VANCOUVER (miningweekly.com) – The materials price index (MPI) from Global Insight by IHS Markit fell 0.7% last week, driven by weakness in the oil and chemicals sectors, the firm announced on Thursday.
It was the MPI’s first decline since the middle of June, as weakness in oil, down 1.5%, and chemicals, down 3.9%, pulled the overall MPI lower. Lumber and pulp prices were rare bright spots for sellers, up 7.1% and 2.1%, respectively, IHS data showed.
“Oil price changes have been a key driver of the MPI over the last few months, with gains and losses in the headline index reflecting the direction of oil markets every month back to April. Lumber prices climbed spectacularly last week as wildfires in Canada forced some sawmills to halt operations at a time when prices were already being pressured higher by softwood duties on exports to the US,” IHS economist Cole Hassay stated.
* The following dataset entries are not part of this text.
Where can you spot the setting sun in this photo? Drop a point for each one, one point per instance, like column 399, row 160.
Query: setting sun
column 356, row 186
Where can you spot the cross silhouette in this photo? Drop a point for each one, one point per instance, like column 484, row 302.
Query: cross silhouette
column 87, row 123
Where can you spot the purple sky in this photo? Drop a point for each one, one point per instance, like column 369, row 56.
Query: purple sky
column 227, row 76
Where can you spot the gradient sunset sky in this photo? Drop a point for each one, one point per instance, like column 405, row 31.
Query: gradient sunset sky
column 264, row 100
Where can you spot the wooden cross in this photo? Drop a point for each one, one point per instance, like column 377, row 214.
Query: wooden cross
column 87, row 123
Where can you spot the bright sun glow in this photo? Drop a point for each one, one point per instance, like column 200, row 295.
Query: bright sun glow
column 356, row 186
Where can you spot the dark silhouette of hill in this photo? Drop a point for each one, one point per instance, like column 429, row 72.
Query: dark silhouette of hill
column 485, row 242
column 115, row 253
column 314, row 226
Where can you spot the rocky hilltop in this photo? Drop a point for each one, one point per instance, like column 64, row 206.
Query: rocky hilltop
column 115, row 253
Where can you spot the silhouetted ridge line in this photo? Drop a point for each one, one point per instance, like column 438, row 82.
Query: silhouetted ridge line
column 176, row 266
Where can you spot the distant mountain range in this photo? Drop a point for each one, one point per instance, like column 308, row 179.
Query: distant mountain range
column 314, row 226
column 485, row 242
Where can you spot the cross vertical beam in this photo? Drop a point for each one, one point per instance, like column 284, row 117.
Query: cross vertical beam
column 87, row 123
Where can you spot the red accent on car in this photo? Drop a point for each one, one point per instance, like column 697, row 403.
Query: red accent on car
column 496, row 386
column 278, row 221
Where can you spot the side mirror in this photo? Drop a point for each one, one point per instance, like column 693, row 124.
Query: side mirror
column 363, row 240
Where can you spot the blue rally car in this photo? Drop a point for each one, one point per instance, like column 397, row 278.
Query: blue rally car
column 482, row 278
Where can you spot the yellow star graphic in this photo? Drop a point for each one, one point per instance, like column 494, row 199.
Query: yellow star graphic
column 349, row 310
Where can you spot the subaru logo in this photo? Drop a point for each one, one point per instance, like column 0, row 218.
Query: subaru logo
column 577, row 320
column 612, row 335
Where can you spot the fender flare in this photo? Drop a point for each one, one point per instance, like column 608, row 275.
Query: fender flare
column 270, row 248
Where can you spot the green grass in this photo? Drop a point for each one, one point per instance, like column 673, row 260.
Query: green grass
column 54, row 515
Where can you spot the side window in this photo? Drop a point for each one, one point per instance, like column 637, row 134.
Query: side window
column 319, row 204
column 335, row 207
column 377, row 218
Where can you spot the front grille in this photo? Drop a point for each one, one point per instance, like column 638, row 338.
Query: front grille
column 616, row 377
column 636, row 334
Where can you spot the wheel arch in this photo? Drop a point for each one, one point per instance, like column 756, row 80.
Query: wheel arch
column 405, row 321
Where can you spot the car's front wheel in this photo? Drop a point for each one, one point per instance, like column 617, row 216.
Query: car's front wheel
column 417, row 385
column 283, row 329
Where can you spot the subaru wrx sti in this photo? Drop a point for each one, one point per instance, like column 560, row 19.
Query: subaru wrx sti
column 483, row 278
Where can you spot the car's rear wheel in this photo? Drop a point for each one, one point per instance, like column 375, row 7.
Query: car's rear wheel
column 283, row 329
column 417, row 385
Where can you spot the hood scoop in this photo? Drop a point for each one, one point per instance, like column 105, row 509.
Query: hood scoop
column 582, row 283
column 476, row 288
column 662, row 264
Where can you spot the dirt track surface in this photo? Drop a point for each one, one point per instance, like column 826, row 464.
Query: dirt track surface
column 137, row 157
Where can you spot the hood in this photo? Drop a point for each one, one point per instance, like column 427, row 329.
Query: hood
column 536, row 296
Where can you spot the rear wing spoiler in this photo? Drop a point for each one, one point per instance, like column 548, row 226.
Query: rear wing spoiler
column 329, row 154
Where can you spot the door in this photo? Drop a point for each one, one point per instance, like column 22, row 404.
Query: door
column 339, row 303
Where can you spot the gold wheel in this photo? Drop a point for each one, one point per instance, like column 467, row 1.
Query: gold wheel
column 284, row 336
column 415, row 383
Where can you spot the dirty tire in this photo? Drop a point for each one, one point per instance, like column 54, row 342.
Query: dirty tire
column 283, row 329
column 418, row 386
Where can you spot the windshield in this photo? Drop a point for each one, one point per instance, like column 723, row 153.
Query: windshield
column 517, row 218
“Our chemical index also slipped 3.9% last week, as US ethylene prices continued to drop — hitting their lowest levels since February 2016, as the US ethylene market remains oversupplied,” he added.
IHS noted that despite the index falling last week, the period also saw several positive macroeconomic readings, prompting the analyst not to think the market has necessarily turned negative.
In the US, the June industrial production measure gained 0.4%, following a flat reading the previous month, with mining the big driver of gains, up 1.6%.
In the Eurozone, the same measure was up 1.3% for May, a third consecutive monthly gain; capital goods were the force behind the impressive headline figure. However, most eyes were on the upcoming Chinese gross domestic product release, with the coming week's price moves likely to have been heavily influenced by the outcome here, Hassay said.
The MPI measures a weighted average of weekly spot prices for a basket of globally traded manufacturing inputs comprising crude oil, chemicals, nonferrous metals, ferrous metals, paper pulp, lumber, rubber, fibres, tech components, and ocean-going freight rates. It seeks to capture the commodity input costs for a diversified global manufacturer.